Stimmt genau, Dante. Zählen ist da wohl nicht möglich. Was mir jetzt so als Lösung einfällt: Grad der Parallelisierung abschätzen und einen Wert festlegen.

Wäre aber schon cool, wenn man da irgendwie einsehen könnte. Vielleicht liegt die Lösung ja auch eine Schicht tiefer. Man müsste wissen wo diese Queue verwaltet wird.

Grüße

Stefan


----------



## Dante (26. Aug 2007)

die wird irgendwoe in der vm liegen.

Aber ich glaube der Füllstand ist garnicht so interessant, imho sollte er auch nicht als Skalierungs-Input sondern eher als Output verstanden werden.

Interessanter sind doch Messungen wie: Anzahl von Verbindungen pro Sekunde (Durchschnitt, maximum), Anzahl von bearbeiteten Verbindungen pro Sekunde (Durchschnitt, Maximum, intelligenter Durchschnitt von bearbeiteten Verbindungen unter großer Last)

Von diesen Werten sollte nun die Anzahl von überhaupt möglichen aktiven Verbindungen abhängen, um den Server nicht zu schlachten müssen diese ja begrenzt werden. Das Backlog wird also eigentlich nur benutzt, wenn der Server komplett ausgelastet wird (manchmal landen warscheinlich doch ein paar verbindungen drin, weil der Server grad was anderes als die Annahme neuer Verbindungen zu tun hat, aber die sollten da schnell wieder rauskommen).

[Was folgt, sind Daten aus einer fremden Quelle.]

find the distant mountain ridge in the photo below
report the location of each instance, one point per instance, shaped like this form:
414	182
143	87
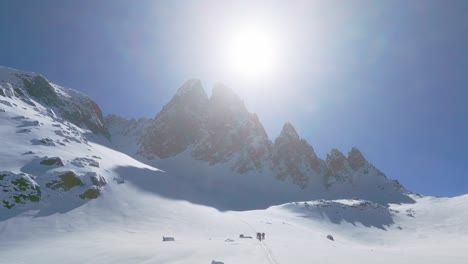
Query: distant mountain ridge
67	103
219	130
209	144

Das Backlog sollte nun also so groß gewählt werden, dass alle enthaltenen Verbindungen in sinnvoller Zeit bearbeitet werden können. Definieren muss man also 'sinnvolle' Zeit. Sagen wir eine Sekunde. Das Backlog sollte also maximal so groß sein, wie die Anzahl der Verbindungen die im Durchschnitt pro Sekunde verarbeitet werden.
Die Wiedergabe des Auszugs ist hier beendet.